Para enfrentar a crise do leite, a Famurs e o Instituto Gaúcho do Leite (IGL) tomaram duas medidas emergenciais na terça-feira, dia 13. A primeira, de médio prazo, é buscar novos mercados no exterior para a produção local. A segunda, de curto prazo, é a compra imediata de leite em pó para reduzir os estoques no Estado.

Considerada estratégica e urgente, a aquisição de 4 mil toneladas de leite em pó das indústrias do Rio Grande do Sul foi solicitada ao Ministério do Desenvolvimento Social. O objetivo é praticamente zerar os estoques que estão impedindo a compra de leite dos produtores gaúchos. As entidades sugerem que o leite em pó adquirido pelo governo seja doado para merenda escolar, programas sociais e pacientes de hospitais públicos de 497 municípios do Estado. “Esta medida, por si só, pode amenizar a crise”, afirma o presidente da Famurs e prefeito de Tapejara, Seger Menegaz.

A conquista de novos mercados, especialmente a Rússia, surge como alternativa para combater o excesso de produção, que hoje alcança 11 milhões de litros de leite por dia no RS, ante um consumo de aproximadamente 4 milhões de litros. Os outros 7 milhões de litros são comercializados para o centro do país, que está comprando menos leite gaúcho desde que foram divulgadas fraudes na Operação Leite Compensado. “Infelizmente perdemos mercado, mesmo sabendo que o leite gaúcho é o mais fiscalizado do país, 99,5% da nossa produção é de excelente qualidade”, observa Menegaz.

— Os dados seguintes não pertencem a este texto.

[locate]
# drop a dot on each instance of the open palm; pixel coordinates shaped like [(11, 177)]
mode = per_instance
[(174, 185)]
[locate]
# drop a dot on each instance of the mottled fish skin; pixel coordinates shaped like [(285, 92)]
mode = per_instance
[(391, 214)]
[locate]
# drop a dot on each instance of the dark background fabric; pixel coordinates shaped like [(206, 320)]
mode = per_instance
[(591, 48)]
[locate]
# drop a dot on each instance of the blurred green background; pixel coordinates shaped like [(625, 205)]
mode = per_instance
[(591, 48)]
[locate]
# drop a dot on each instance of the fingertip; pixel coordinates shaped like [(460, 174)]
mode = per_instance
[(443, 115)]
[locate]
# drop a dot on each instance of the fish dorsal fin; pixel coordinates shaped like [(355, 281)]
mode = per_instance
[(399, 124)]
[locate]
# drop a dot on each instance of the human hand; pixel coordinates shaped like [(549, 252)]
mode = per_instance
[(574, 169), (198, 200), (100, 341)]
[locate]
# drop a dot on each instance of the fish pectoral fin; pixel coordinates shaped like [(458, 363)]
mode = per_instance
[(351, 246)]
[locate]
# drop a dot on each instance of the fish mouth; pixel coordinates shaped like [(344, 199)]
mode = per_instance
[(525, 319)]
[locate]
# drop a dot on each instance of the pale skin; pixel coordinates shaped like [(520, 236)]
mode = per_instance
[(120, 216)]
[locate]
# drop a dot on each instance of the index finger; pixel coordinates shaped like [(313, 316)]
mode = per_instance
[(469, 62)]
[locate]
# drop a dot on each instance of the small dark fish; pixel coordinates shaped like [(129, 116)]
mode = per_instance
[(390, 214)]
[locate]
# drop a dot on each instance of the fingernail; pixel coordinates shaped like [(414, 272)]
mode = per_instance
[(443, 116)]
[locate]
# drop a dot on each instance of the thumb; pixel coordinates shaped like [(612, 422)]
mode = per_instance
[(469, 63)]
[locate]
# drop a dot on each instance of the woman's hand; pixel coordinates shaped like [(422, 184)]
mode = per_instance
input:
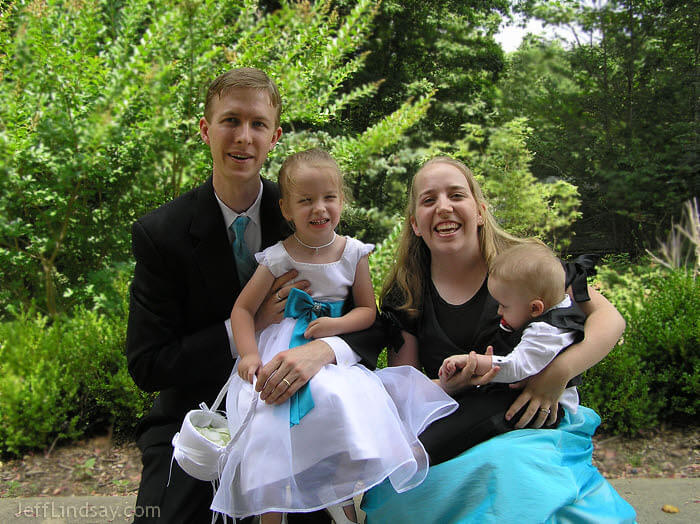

A Rússia tem potencial para importar até 30 mil toneladas de leite em pó do RS. “O primeiro passo é credenciar as nossas empresas para exportarem para a Rússia”, informa o coordenador da Área de Agricultura da Famurs, Mário Ribas do Nascimento. Ele conta com a queda das barreiras sanitárias pelos russos, que estão procurando mercados alternativos aos Estados Unidos e à Europa.

As duas ações tomadas na terça-feira pela Famurs e pelo IGL visam combater a crise vivida pela cadeia leiteira gaúcha. Em 90 dias, o preço do litro de leite pago ao produtor caiu cerca de 30% (de R$ 1,10 o litro para R$ 0,78/l), segundo o diretor-executivo do IGL, Ardêmio Heineck. “Tem produtores desistindo da atividade e muitos estão jogando leite fora”, alerta o dirigente. Segundo ele, 134 mil famílias estão envolvidas diariamente com a produção de leite no Estado.